La CNIL alerte sur la sécurité des grandes bases de données

Les fuites massives de données en 2024 ont exposé les failles de sécurité des grandes bases contenant des millions de données personnelles. La CNIL émet ses consignes pour muscler la cybersécurité.

En 2024, la France a été le théâtre d’une vague inédite de violations de données personnelles. Ces incidents, souvent dus à des négligences techniques et à des pratiques de sécurité insuffisantes, ont mis en lumière la fragilité des systèmes traitant des volumes massifs d’informations comme a pu le prouver ZATAZ.COM dès septembre 2023. La Commission nationale de l’informatique et des libertés (CNIL) a publié une série de recommandations destinées à renforcer les mesures de sécurité. Une démarche devenue cruciale, à l’heure où les bases de données numériques, qu’elles soient publiques ou privées, cristallisent un enjeu majeur de souveraineté, de confiance et de résilience numérique.

Des failles structurelles mises à nu par une année noire

L’année 2024 aura servi de révélateur brutal. Des millions de personnes ont vu leurs données personnelles exposées à la suite d’attaques informatiques ciblant aussi bien des organismes publics que des entreprises privées. Le site ZATAZ.COM, référence de l’actualité dédiée à la lutte contre la cybercriminalité, avait lancé l’alerte dès 2023. Ces fuites ne sont pas l’œuvre de cybercriminels d’élite, mais bien d’attaques dites « opportunistes », facilitées par des failles répétitives : comptes usurpés protégés par de simples mots de passe (les pirates ont exploité dans la plupart des cas des infos stealers), surveillance inexistante des intrusions (une veille qui ne doit pas être négligée), ou encore sous-traitants négligents. Selon les rapports de la CNIL, près de 80 % des violations majeures enregistrées proviennent d’identifiants compromis.

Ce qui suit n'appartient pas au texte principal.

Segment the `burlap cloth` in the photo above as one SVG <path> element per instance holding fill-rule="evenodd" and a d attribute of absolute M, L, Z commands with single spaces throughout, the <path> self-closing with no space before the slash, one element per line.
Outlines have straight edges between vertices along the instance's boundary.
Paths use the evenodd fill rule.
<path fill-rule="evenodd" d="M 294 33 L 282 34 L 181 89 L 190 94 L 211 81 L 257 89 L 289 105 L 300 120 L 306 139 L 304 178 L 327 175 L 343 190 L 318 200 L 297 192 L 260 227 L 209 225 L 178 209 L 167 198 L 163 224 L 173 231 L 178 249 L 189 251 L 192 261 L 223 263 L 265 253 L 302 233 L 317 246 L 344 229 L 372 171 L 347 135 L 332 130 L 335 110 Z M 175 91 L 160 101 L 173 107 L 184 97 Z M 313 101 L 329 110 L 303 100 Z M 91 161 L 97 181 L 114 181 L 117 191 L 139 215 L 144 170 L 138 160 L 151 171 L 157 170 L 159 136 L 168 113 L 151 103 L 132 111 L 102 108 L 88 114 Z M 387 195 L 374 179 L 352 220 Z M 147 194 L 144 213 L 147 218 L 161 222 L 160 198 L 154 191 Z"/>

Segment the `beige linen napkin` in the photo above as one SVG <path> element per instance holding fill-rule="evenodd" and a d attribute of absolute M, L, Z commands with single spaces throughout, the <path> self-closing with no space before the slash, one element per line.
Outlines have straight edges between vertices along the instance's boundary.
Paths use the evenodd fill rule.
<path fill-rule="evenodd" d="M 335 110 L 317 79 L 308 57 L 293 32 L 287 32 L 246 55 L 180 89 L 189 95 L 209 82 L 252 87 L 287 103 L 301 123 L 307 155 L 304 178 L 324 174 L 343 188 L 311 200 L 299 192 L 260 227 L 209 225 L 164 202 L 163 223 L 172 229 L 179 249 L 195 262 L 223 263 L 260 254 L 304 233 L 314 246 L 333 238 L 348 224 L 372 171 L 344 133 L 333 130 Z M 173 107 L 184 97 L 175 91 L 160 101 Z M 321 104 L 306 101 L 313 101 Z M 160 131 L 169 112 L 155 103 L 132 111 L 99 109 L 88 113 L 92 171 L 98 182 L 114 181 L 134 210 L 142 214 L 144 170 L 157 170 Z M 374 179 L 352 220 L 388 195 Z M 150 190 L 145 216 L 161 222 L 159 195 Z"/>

Ces lacunes soulignent un déséquilibre préoccupant : les systèmes manipulant les données de plusieurs millions d’individus ne bénéficient pas toujours des dispositifs de sécurité à la hauteur des risques encourus. Or, ces bases de données géantes – qu’il s’agisse de CRM, de services cloud ou de plateformes clients – concentrent une mine d’informations sensibles : identités, coordonnées, historiques de consommation, voire données bancaires.

80 % des violations massives en 2024 ont été rendues possibles par des identifiants volés et une absence d’authentification renforcée.

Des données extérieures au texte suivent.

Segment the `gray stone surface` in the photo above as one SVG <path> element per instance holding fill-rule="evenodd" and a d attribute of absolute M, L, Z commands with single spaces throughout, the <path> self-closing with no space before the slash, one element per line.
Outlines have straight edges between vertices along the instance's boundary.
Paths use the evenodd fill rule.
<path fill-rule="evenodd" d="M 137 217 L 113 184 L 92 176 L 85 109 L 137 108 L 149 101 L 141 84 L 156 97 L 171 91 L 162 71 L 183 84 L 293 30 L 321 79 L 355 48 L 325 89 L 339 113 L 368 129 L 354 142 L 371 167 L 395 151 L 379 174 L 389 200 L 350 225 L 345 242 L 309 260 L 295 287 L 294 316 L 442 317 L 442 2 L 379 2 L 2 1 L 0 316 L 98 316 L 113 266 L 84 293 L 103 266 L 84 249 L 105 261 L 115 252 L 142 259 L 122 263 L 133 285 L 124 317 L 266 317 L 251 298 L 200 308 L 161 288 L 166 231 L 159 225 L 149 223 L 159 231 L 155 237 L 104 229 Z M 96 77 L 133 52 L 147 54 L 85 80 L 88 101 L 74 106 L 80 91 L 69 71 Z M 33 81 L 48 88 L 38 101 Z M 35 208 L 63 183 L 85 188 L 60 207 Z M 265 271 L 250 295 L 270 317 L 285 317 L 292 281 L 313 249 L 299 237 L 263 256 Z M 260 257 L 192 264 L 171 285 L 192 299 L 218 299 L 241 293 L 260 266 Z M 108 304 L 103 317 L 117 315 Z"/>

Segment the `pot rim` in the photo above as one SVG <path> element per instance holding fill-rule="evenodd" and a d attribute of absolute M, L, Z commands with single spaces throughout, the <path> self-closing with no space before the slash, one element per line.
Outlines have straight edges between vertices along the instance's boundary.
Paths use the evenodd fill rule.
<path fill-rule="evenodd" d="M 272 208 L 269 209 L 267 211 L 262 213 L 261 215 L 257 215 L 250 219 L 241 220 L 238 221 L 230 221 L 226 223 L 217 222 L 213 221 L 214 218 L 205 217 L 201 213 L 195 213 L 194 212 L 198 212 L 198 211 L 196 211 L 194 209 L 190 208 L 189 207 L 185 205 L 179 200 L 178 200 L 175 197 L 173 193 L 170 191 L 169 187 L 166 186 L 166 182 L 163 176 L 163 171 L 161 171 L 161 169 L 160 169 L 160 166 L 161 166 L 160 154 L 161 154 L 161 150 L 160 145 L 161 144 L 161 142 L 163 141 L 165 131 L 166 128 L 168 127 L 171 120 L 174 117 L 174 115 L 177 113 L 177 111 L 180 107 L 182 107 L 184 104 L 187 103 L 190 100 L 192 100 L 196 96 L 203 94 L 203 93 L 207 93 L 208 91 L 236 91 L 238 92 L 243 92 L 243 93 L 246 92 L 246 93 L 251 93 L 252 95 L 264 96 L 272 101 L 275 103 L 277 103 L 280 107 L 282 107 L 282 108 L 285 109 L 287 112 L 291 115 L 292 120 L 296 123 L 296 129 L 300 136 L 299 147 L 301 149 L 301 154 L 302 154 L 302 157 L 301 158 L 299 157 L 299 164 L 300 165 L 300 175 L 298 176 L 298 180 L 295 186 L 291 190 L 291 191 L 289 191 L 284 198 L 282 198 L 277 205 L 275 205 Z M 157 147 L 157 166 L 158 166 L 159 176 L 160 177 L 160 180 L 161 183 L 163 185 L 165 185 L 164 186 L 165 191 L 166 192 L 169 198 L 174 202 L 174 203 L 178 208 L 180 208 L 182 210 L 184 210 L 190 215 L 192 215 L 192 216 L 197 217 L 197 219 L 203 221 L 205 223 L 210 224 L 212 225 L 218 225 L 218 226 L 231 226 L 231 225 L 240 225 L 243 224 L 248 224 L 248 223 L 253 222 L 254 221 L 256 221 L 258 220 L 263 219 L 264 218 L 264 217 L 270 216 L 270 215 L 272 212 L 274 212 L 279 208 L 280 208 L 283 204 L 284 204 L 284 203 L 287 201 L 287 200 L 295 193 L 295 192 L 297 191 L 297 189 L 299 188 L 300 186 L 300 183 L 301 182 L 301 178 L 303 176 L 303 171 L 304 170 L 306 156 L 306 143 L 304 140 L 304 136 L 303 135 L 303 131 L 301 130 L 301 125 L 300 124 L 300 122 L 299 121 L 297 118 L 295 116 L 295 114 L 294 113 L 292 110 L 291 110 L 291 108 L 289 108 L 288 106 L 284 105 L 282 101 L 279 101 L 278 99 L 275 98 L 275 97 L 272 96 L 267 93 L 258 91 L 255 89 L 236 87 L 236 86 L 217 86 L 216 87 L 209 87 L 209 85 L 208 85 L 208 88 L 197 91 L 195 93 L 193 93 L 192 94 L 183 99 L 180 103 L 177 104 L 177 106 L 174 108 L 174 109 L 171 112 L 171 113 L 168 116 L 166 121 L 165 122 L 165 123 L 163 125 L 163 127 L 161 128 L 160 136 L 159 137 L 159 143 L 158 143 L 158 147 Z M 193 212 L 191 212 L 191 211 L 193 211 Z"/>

Des mesures à la hauteur des enjeux

Face à cette situation alarmante, la CNIL insiste sur la nécessité d’une « défense en profondeur » pour les grandes bases de données. Il ne s’agit plus seulement de protéger la périphérie d’un système, mais bien d’organiser sa sécurité de manière holistique. Cela inclut des couches successives de protection, une surveillance active, une journalisation rigoureuse des activités et une politique d’accès strictement contrôlée.

L’autorité rappelle que les articles 5.1.f et 32 du Règlement général sur la protection des données (RGPD) imposent aux responsables de traitement comme aux sous-traitants de garantir une sécurité adaptée à la nature des données traitées et aux menaces qui les guettent. Cela implique une mise à jour constante des dispositifs techniques, mais aussi une réflexion en amont sur les architectures et les processus organisationnels.

La CNIL recommande notamment l’intégration systématique de l’authentification multifacteur (2fa/mfa) pour tout accès à distance à des données massives. Elle pointe également l’importance de limiter les capacités d’extraction de données en cas d’intrusion, ainsi que la nécessité de mettre en place des dispositifs de journalisation performants permettant de détecter rapidement toute activité anormale.

Multifacteur et journalisation : piliers de la nouvelle sécurité

La double authentification constitue aujourd’hui un rempart incontournable face à l’explosion des attaques par hameçonnage ou par réutilisation d’identifiants compromis (credential stuffing). Ce dispositif, qui combine mot de passe et preuve de possession (comme un code envoyé sur un téléphone ou une application dédiée), réduit considérablement le risque d’accès frauduleux… mais n’empêche aucunement l’accumulation de données personnelles. Les pirates ont compris depuis bien longtemps comme accéder à des espaces privées via, par exemple, le social engineering.

La CNIL n’ignore pas les contraintes opérationnelles que peut engendrer sa mise en œuvre, notamment pour les structures peu dotées en ressources humaines ou techniques. Mais l’autorité considère cet effort comme proportionné aux risques encourus. Surtout, elle prévient que l’absence d’une telle mesure sur des bases sensibles pourra, à compter de 2026, justifier l’ouverture de procédures de sanction.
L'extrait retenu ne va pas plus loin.